Turkish Airlines was slightly cheaper but had loads of leg-room, big leather seats, a really good meal with lots of choices and very polite service.

The only reason that I didn't originally book with them was because I was flying in and out of Tel Aviv and was a little concerned about the politics.

I later found out that Turkish Airlines flies into Tel Aviv at least 7 times a day!


----------



## JohnBoy

That Facebook link offers a .pdf of the complaint form that might help.

AIR PASSENGER RIGHTS EU COMPLAINT FORM


----------



## redbourn

OK, and here is the result.

I think that threatening to use the Complaint's Book forced the issue but of course I can't be sure.

After a month long fight with Vueling airlines I finally received this today:

_Thank you for contacting Vueling. In response to your e-mail we would like to indicate that in order to proceed with the payment of 403.77€ (Turkish AL 263.78€ + VY missed flight 139.99€) we need you t provide us the following bank information depending on your situation;_

They actually paid me more than I asked for!


----------



## siobhanwf

nice one


----------



## JohnBoy

Power to the people! Good result. :dance:


----------



## redbourn

JohnBoy said:


> Power to the people! Good result. :dance:


I hoped they'd pay for the Turkish Airline flight but didn't even consider them giving me a refund on my ticket as well.

Michael


----------



## baldilocks

All this, the system of the complaints book and the result is one heck of a lot better than you would get in the UK.

On the Vueling question - like Paddy's planes, frequently the staff you find at remote airports (rather than major hubs) are part of the crew of the aircraft that is on the ground. Our experience of V has, in general, been good.


----------



## marjolijnc

I had a claim with TAP about a flight they cancelled. It was booked at E Bookers on line and was a connected flight from Australia with Emirates. 
I claimed at all 3 parties but after a year still nothing. 
Then I got the advice to tell my story on the Facebook and Twitter pages of all 3 parties concerned. 
A wonder happened. All responded quick andere between them igot my refund and a € 100 foucher to use if I would book with E Bookers again. 
Forget Portuguese courts. They don't work. 
There is also an European ombudsman you can try. They helped before in another claim. 
But Facebook is the best. Success!


----------



## canoeman

It's not that Portuguese Courts don't work it's that they don't have a small claims procedure like some other countries but do have some other avenues of redress like the Complaints Book


----------



## marjolijnc

True but your dealing with Spain. Portuguese complaints book is perfect.

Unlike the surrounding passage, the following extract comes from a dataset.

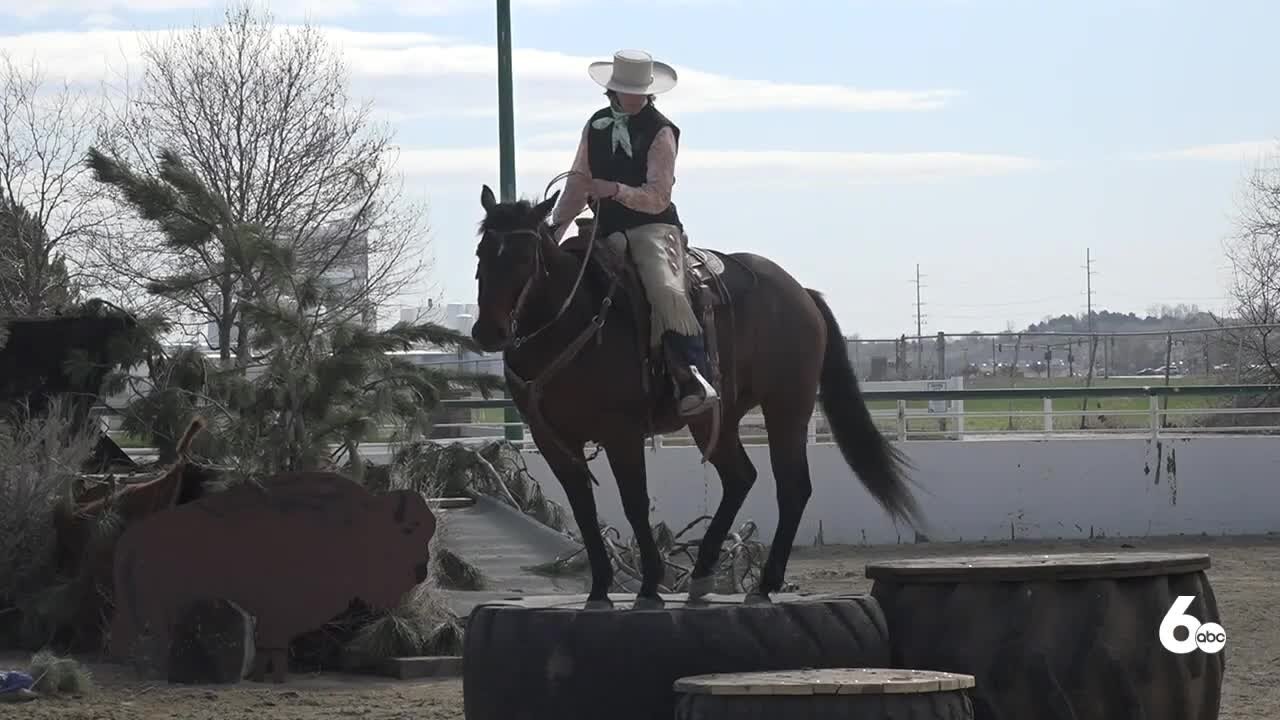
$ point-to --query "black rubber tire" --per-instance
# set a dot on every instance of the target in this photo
(952, 705)
(568, 664)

The Portuguese are very afraid of complaints and often just asking for the book solves all your problems


----------



## canoeman

As Vueling operate out of Portugal then they must comply with Portuguese Law and have a Complaints Book applies to *any* business or service in Portugal also airlines do have a procedure imposed on them although getting a response can sometimes be difficult which is where Social Media gives the consumer another avenue


----------



## baldilocks

marjolijnc said:


> True but your dealing with Spain. Portuguese complaints book is perfect. The Portuguese are very afraid of complaints and often just asking for the book solves all your problems


Spain has the complaints book procedure as well


----------



## JohnBoy

I recently had a problem with a multinational company with representation in Portugal. This company only makes sales through home demonstrations and as I was not satisfied with the behaviour of the demonstrator I asked for the complaints book. Then the fun started.

The company stated that the only complaints books that they have were kept in their offices and that I had to attend there to make my complaint. That would have meant a considerable expense in time and money as my nearest is a round trip of 120 kms. A solicitor advised that the book must be made available at the point of sale, i.e. my home but that was thrown back by the company. So I gave them 14 days to dea!l with my complaint or I would be writing to AESA, the government department responsible for monitoring the complaints books.

Result! My complaint totally satisfied within 10 days.

Next job is Thomson Holidays in the UK but that will be a whole new ball game. They are already playing hard ball and this is going to court. Just wish we had a similar system in the UK to the complaints book over here.


----------